Nine months later, Joan is being put on trial for heresy, having been captured at Compiègne by the French forces from Burgundy who held her for ransom. Warwick paid the ransom and turned her over to the Ecclesiastical court at Rouen. Warwick, who is not allowed to be present at the trial, learns that Joan’s judges want to save her soul, but he believes that her death is a political necessity. Cauchon argues that the Church is not subject to political necessity.
Inside the court, the Inquisitor, who is in charge of the trial and of upholding and protecting Roman Catholic faith and morals, reduces the list of Joan’s offenses from sixty-four to twelve, declaring that the great issue they should be focusing on is The Maid’s heresy. Cauchon agrees, reminding the court of the danger of “Protestantism.” Joan is then brought in. She is chained and weak from her imprisonment, but her faith cannot be shaken, even at the threat of torture. Joan agrees to obey the Church but refuses to deny her own heavenly voices. The suggestion that the Church’s authority could run contrary to God’s command is appalling to the court. Joan tries to defend herself further, but Ladvenu, a young priest assigned as counsel to the Inquisitor threatens her by saying that the stake is ready for her immediate burning, and she grows scared.
Spoiler alert! If you would like to read what happens next in the story and how the play ends, click here.
Sensing her fear, Cauchon convinces Joan to confess that her voices have betrayed her.
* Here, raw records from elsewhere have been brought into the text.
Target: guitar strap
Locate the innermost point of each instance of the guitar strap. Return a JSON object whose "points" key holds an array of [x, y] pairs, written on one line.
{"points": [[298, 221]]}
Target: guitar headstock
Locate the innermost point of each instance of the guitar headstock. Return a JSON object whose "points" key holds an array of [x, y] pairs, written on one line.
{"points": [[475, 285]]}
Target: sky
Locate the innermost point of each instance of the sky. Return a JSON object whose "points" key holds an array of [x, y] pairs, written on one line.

Then, triumphantly, the judges read the form of recantation prepared for Joan, which states that she renounces her voices and declares her devotion and obedience to the Church. She signs the document which saves her from death, but then learns she is sentenced to spend the rest of her life imprisoned in solitary confinement. Joan immediately denounces the recantation, choosing execution over the misery of darkness and solitude.
Twenty-five years later in King Charles’ bedchamber Joan appears to Charles in a dream, along with Cauchon, Dunois, de Stogumber, and a soldier that gave Joan a cross as she burned at the stake. All share what has befallen them in the intervening years and reflect on Joan’s death and redemption. A stranger then appears, and announces that Joan has been canonized as a saint and the men who surround her sing her praises as the dream ends.